Fedez in Top5, invece, mi riporta alla mente soltanto il pensiero che noi italiani non meritiamo il diritto di voto nemmeno per le nomination del Grande Fratello, considerando anche che una delle più sorprendenti scoperte canore e cantautoriali degli ultimi anni si è vista sfuggire, per un misero 0,4% (risultato della media in percentuale tra televoto e i voti delle svariate sale di stampa, critica e radio), la vittoria e l’ambito Leone d’Oro in favore di un’anonima Balorda Nostalgia che se fosse stata Canaglia, un po’ come quella di Al Bano, avrebbe di certo avuto tutto un altro sapore.
Ma si fa, mi domando e dico, a non amare uno come Lucio Corsi?! In un panorama musicale spesso (e volentieri!) dominato da sonorità uniformi e da un’estetica prevedibile, una figura che pare provenire da un’altra dimensione e che, prima di tutto, ha seriamente qualcosa da offrire dovrebbe essere apprezzata senza pensarci due volte.

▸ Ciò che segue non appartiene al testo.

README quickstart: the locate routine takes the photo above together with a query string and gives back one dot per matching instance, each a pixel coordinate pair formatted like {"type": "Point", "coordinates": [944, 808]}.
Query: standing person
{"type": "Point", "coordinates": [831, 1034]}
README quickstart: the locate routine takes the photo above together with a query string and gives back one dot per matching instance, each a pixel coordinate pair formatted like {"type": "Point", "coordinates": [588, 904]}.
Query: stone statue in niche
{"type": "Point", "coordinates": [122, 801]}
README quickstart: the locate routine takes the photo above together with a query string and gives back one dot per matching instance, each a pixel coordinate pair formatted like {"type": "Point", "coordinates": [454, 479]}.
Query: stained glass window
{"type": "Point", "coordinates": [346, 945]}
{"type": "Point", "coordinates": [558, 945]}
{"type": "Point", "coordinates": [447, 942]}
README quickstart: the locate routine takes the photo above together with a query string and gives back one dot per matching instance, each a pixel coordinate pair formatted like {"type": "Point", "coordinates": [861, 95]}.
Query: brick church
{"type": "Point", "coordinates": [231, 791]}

Cantautore, rocker, poeta surreale, narratore visionario, dandy senza tempo e, pensate un po’, perfino sarto (si è cucito da solo i vestiti con cui ha preso parte alla gara), Corsi è un personaggio che voleva essere un duro, ma che alla fine ha dato prova di essere un Artista completo, abile nell’unire alla tradizione del cantautorato nostrano una vena teatrale e psichedelica da cui la Zia Malgy dovrebbe prendere spunto e che lo ha reso unico nel suo genere.
I suoi testi evocano atmosfere oniriche, popolate da animali parlanti, paesaggi metafisici e riflessioni filosofiche nascoste dietro immagini apparentemente leggere, e la sua estetica, curata nei minimi dettagli, è un inno alla libertà espressiva, Topo Gigio compreso, in un Festival fatto di rigore, tempistiche da rispettare (cascasse il mondo se ci si perde più di due minuti in chiacchiere o ringraziamenti), zero fuori-programma e un podio “machista ad ogni costo” dinanzi al quale la sensazione di austerity iniziale non può che impallidire.
In un’epoca dominata dalla standardizzazione musicale e dall’omologazione estetica, dunque, Corsi si distingue per il suo approccio artigianale alla musica e alla narrazione. Le sue esibizioni dal vivo sono delle vere e proprie performance teatrali, la sua capacità di raccontare storie con ironia e poesia lo avvicina ai grandi del cantautorato italiano, pur mantenendo una personalità unica e contemporanea. E questo, sul palco dell’Ariston, lui ce lo ha dimostrato.
Ma alla fine, puntualmente, noi scegliamo l’omologazione senza arte né parte perché preferiamo “poter provar la noia visto che la notte è lunga” (“La Notte Vola Remix” – Olly).